As rich as much of Mr. Orbit’s musical contribution to Ray of Light is, what lifts the record effortlessly above the rest of Madonna’s output in the 1990′s is that, rather than being any kind of great leap forward, it actually harks back to her finest-ever album, 1989′s Like a Prayer . Back from that era is her most melodically gifted collaborator, Patrick Leonard, who co-writes a few songs here, including both the epic goth single “Frozen” and “Sky Fits Heaven,” which lifts its hook from Like a Prayer ‘s busted marriage post-mortem, “Till Death Us Do Part.” Back, too, is her exploration of religious ecstasy. But when she sang “It feels like home” on the hit single “Like a Prayer,” she was clinging to Catholicism. When she sings “I feel like I just got home” on “Ray of Light” … uh, I’m guessing she’s talking about the dispersion of her energy throughout the metaphysical universe.
She’s also still dwelling on the death of her mother on “Mer Girl,” a video-game-like narrative which finds Madonna running through endless obstacles until she reaches an open grave and then “I smelt her burning flesh, her rotting bones, her decay.” While Like a Prayer contained a lullaby, “Dear Jessie,” written for Patrick Leonard’s offspring, she coos “Little Star” to her own much-publicized progeny. When you hear Madonna sigh, “God gave a present to me made of flesh and bones,” it’s almost like the whole Sex book thing never happened.
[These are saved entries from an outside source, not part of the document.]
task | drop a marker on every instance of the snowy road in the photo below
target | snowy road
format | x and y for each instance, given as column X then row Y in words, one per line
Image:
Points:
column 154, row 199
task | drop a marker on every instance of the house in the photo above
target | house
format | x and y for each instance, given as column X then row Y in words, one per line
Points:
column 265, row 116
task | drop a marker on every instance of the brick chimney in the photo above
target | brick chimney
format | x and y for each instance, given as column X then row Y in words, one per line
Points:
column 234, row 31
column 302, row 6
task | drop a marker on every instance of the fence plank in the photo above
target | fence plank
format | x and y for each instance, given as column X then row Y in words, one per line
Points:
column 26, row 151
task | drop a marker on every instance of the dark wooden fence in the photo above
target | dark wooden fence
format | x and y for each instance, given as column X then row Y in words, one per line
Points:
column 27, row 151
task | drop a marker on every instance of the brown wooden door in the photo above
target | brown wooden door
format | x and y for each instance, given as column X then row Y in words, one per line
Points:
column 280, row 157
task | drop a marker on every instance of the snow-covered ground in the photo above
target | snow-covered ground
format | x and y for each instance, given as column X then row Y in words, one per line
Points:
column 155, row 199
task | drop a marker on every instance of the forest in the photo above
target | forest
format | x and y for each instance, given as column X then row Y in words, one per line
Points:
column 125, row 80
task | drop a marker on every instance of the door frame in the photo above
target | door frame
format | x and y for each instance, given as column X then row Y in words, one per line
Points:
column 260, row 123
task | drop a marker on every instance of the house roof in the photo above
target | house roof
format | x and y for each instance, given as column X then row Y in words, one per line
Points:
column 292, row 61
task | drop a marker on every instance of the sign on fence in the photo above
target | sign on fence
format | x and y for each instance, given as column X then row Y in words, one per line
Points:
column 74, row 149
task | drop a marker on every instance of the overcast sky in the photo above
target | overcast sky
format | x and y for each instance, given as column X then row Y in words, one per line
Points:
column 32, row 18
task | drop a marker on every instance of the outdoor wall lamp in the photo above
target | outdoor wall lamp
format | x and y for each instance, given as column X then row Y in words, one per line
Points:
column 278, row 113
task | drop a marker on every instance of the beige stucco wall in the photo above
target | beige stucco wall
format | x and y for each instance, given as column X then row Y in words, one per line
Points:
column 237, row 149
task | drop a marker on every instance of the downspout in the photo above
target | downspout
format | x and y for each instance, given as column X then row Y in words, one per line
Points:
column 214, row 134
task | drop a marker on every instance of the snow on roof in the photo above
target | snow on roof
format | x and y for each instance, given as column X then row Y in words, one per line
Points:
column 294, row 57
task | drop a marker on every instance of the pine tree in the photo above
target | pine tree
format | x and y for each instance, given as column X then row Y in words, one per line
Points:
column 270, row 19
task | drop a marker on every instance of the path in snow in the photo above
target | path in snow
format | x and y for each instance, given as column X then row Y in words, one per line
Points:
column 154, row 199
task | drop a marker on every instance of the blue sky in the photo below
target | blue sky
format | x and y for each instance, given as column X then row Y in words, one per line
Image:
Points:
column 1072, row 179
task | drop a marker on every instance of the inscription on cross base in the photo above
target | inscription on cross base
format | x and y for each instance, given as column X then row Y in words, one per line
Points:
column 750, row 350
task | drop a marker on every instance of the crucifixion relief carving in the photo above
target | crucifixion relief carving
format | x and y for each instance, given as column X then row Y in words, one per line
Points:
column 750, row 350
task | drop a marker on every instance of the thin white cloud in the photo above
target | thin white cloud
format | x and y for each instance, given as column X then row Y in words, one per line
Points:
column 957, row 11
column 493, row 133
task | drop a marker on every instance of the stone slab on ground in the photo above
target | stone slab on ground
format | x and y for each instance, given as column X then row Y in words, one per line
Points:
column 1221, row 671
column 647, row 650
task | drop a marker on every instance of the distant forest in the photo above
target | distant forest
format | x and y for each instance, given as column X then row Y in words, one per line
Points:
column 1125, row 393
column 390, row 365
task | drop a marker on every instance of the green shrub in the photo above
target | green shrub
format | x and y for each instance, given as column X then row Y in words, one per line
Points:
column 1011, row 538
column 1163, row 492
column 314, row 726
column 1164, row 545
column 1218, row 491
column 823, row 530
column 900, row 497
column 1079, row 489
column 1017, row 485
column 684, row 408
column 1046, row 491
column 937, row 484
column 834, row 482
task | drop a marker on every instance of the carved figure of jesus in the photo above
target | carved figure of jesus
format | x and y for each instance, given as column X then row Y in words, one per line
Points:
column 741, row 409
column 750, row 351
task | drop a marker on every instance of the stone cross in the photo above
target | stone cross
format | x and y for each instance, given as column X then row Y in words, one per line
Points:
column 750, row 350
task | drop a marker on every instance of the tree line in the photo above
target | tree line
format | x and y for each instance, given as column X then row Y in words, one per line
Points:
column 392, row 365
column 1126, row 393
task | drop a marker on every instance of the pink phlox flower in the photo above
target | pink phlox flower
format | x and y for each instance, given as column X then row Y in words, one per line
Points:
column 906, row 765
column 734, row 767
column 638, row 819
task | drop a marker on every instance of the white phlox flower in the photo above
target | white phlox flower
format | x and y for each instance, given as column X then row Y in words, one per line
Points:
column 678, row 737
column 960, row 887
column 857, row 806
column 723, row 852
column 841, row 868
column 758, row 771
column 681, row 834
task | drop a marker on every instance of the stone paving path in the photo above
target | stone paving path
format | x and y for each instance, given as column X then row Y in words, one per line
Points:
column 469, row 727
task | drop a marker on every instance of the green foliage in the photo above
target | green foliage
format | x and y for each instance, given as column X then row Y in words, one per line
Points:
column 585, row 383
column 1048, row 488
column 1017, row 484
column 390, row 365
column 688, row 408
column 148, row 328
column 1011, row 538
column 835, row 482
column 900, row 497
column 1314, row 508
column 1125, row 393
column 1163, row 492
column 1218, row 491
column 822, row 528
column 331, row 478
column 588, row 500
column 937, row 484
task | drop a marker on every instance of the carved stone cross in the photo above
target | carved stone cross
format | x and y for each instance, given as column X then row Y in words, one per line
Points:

Not only is Ray of Light an object lesson in image resuscitation, it also has the potential to be a life-changing record. Specifically, it will change the lives of every lunkheaded alternative-rock outfit staring at the imminent failure of their sophomore album, as well as every tune-free electronic act signed in the electronica feeding frenzy. After a cursory listen to the ecstatic title track of Ray of Light , in which limpid indie-angst guitars jockey for position with burbling keyboards, and Madonna gives the most abandoned song-reading she’s ever committed to record, every A&R guy in the country is going to be rushing for the nearest cellular phone. The rock groups are going to be ordered to plug in some synthesizers, and the electro outfits are going to have to enlist girl singers. By that time, of course, Madonna will have moved on to something else. As long as it’s not Lourdes’ first single, I think we’re on safe ground.